The hon. Member raises a good point. One of the difficulties the Minister has in replying to this debate is that, as a Transport Minister, she will only be able to speak on behalf of the Department for Transport. However, this issue stretches across the Home Office and the Ministry of Justice. The 11 months that Tom’s family had to wait for justice is far too long. That is because of pressures on the court service and the police. As much as I would love to put the responsibility on the Minister herself, it is the responsibility of other Departments. We need to see a joined-up approach to make this work.
Release under investigation is a particular problem that is delaying justice. It is delaying justice in cases like this and in many others. That is why the police and the authorities can attach those bail conditions to individuals. If someone is released under investigation for something that happens many times in the future, there are no such bail conditions attached to a release under investigation status. Therefore, the provisions that exist in law, quite correctly, to limit the behaviour of an individual—in this case, probably to ensure that another crime is not committed in that way—do not apply.
From my interpretation, that is effectively why Tom’s law is seeking to backfill and repair some of the legal fabric that has been changed by release under investigation. If the suspect in this case were bailed, I suspect those bail conditions would have been attached. That is one of the difficulties we have in this case. I hope that the Minister will agree to meet the family to discuss this, but I would also be grateful if she would put in a good case for a meeting with the Home Office and the Ministry of Justice. I think there is a cross-Government approach that needs to be adopted here.
I mentioned the short sentence. I, too, welcome the increase in the tariff in the sentencing for those people who kill via drink-driving from 14 years to life. However, that did not apply in this case, and I think it is entirely legitimate for any family who have been robbed of the life of their loved one to look at the sentence that has been afforded and say, “Three months and three weeks is not justice.” I have sympathy with the family for the way in which they seek to pursue that aim through the courts, and now through politics as well. My hon. Friend the Member for Neath mentioned one of the remarks of the judge in this case: that “the surest thing” was that the offender would have to live with the consequences. No, the surest thing is that the family will have to live with the consequences for much longer, and with a much deeper sense of pain and loss, than the offender. That is why there is a real difficulty in relation to this issue.
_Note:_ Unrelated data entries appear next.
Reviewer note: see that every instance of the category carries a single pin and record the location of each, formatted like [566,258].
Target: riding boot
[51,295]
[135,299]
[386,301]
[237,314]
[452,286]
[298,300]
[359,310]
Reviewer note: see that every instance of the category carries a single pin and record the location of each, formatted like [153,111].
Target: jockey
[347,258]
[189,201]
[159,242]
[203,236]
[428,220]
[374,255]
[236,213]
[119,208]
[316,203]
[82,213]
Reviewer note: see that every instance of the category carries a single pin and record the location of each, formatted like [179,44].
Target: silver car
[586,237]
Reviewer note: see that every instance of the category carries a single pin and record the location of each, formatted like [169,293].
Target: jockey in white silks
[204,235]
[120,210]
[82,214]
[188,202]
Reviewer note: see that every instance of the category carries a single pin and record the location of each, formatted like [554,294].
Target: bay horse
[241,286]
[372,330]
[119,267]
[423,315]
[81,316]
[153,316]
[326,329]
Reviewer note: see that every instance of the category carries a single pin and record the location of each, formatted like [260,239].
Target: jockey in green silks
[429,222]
My hon. Friend echoed the words of the family: driving is a privilege, not a right. One of the questions that we must ask ourselves in this place is, “To what extent does that privilege apply where a vehicle has been used to either kill or maim someone and the driver has been under the influence of drugs or alcohol?” At that point, it is reasonable for us as Parliament to take a view as to whether there should be a legal ability to prevent that person from driving. Indeed, to a certain extent, we have already taken that view: long before I or my neighbour, the hon. Member for Plymouth, Moor View, was in this place, Parliament passed legislation that put bail conditions on those individuals. There is precedent here, but that view has not been applied to release under investigation in the same way, so there is a sound argument for looking at whether RUI has changed the social contract—the deal—between the state and victims as to what applies in the event of someone being maimed or seriously hurt when a driver has been under the influence of drugs or alcohol. It is important to look at that issue.
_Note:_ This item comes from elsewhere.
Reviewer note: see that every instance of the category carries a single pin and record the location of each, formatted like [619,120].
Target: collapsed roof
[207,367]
The challenge in this debate is not only how we can remember Tom, and give the family who have campaigned so thoroughly, professionally and compassionately in his memory the justice that the courts, through the low-bar sentencing, did not deliver. The challenge is also how we can we prevent this from happening in future. The responsibility and obligation that falls on parliamentarians is to ensure that no other family goes through what Tom’s family have gone through. The hon. Member for Plymouth, Moor View has been pursuing that aim with the family for some time, and I act as his assistant in this respect to support the measures he has taken.
I would, however, like to add some words of caution. I am concerned that if we give extra responsibilities to the police or the courts system without adequately resourcing them, justice could be further delayed. If steps are to be taken, I would like them to be accompanied by the proper resources, to ensure that doing so does not elongate the process in relation to any cases and that we continue to reinforce the primacy of the courts in this matter. The ability of the police themselves to deliver restrictions on the kerbside or from the point of charge should always be tempered by the ability of a court to judge the person involved. Drink and drug-driving is one of those offences that is peculiar among cases in the criminal justice system, in that the courts see people from every single walk of life. It is important that when applications are put in, everyone can have justice when their cases are heard, but most importantly, that the victims and their families in those cases can have justice at the same time.
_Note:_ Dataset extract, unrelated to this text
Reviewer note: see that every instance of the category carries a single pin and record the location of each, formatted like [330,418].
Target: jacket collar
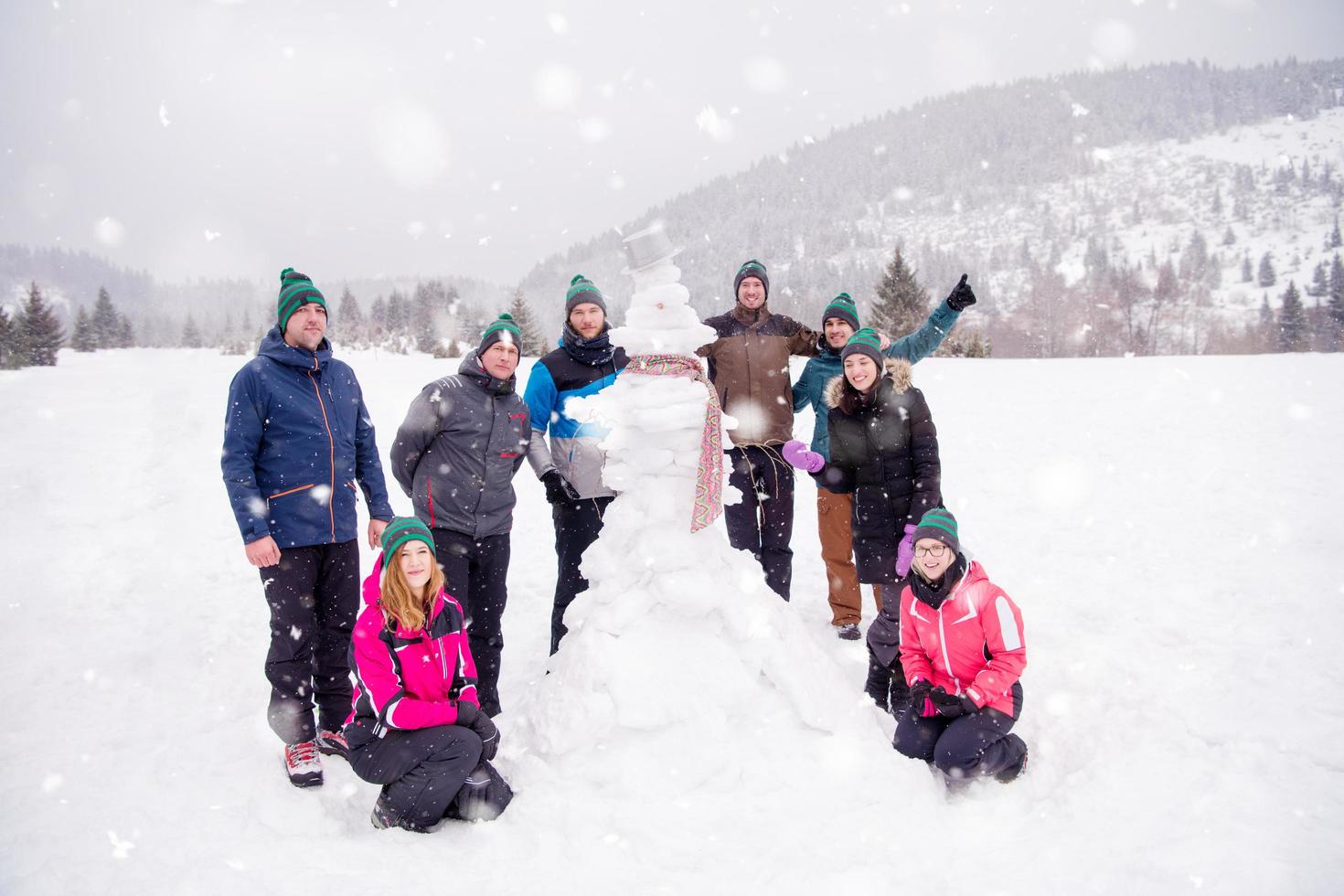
[472,369]
[274,347]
I would be grateful if the Minister could look at some of those aspects of this issue. I appreciate that, as a Minister in the Department for Transport, many of the aspects I have raised are not her responsibility. However, there is a need to join up with the Home Office and the Ministry of Justice to ensure that the right questions are being asked of the competent Departments in relation to this issue, so that Tom’s family can truly have justice and the likelihood of something like this happening again can be reduced.